Analytics and Data Analysis for Strategic Communication

Final Project Guidelines

Fall 2024

1    Project Description

The Final Project is a chance to apply the theories and topics students have learned from class towards a real-world statistical question of their choosing.

 Students will produce an analysis that is unique to them, of interest to them, and which could appear in a future professional setting.  The project can take many forms, just as communication work does, but must meet a few basic criteria:

•  The deliverable must thoroughly answer a well-defined research/statistical question of the student’schoos- ing

•  The deliverable must be based on original data analysis that the student performs, sourced from a public dataset(s) of the student’s choosing, with the dataset containing at least 1,000 observations

•  The deliverable must include at least 2 regressions as part of the analysis

•  The deliverable should discuss what potential variables are omitted/missing, and how they could affect the results

•  The final deliverable must include at least 3 production quality visualizations (tables, graphs, etc),two of which must be in Tableau.
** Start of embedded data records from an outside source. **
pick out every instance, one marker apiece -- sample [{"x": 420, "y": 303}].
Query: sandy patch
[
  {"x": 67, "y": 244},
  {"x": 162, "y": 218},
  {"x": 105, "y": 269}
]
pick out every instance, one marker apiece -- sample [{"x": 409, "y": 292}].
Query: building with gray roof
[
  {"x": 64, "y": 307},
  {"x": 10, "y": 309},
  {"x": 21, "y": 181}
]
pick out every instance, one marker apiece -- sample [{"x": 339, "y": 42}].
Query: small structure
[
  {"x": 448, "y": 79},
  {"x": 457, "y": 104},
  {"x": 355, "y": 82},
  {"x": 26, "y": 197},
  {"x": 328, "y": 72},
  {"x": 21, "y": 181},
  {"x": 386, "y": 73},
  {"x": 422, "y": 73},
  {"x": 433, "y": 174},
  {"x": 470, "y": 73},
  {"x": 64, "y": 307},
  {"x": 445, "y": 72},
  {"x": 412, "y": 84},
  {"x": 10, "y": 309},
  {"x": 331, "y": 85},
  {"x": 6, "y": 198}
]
Production quality means something that would appear in a report or paper, and not copy and pasted Stata output

•  The deliverable must identify its intended audience and the language must be appropriate thereto (“Will the audience know what an R2  is or not?”)

• The deliverable must clearly present the uncertainty around the results it finds

• The deliverable should be well-written and not contain any typos, spelling, or grammatical errors

• The final Blackboard submission must include a replication packet, which includes

1.  all raw data used for the project (as a .dta file)

2.  a well-commented .do file that produces the results in the final product

3. the final deliverable

2 Important Dates

The following important dates should be noted and saved:

To-Do Date Time

Final Project Proposal Due

Oct 28

11:59pm

Final Project Workshop

Dec 10

(In-Class)

Final Project Due

Dec 15

11:59pm

Deliverables

The Final Project has more than one component due. In sequence, the Final Project will require a:

1. Final Project Proposal (5 pts): Due Oct 28 by 11:59pm to Blackboard. This will be a one or two paragraph write-up on the proposed topic. The write-up should include:

(a)  The proposed statistical research question

(b)  The proposed audience (who will be reading this?)

(c)  The medium the student will be submitting their Final Project deliverable as (e.g. Twitter/Xthread, Instagram reel, Tik Tok video, podcast, official memorandum, white paper, or something else)

(d)  The data set/source the student is planning to use

(e)  Any questions students have for the professor

2. Final Project Workshop Presentation (5 pts): Taking place in-class on  Dec 10.   Students will create a small presentation for the class on their findings thus far, the direction they intend to head, interesting tid-bits they’ve found in their data set, etc. More details in Section 4, below.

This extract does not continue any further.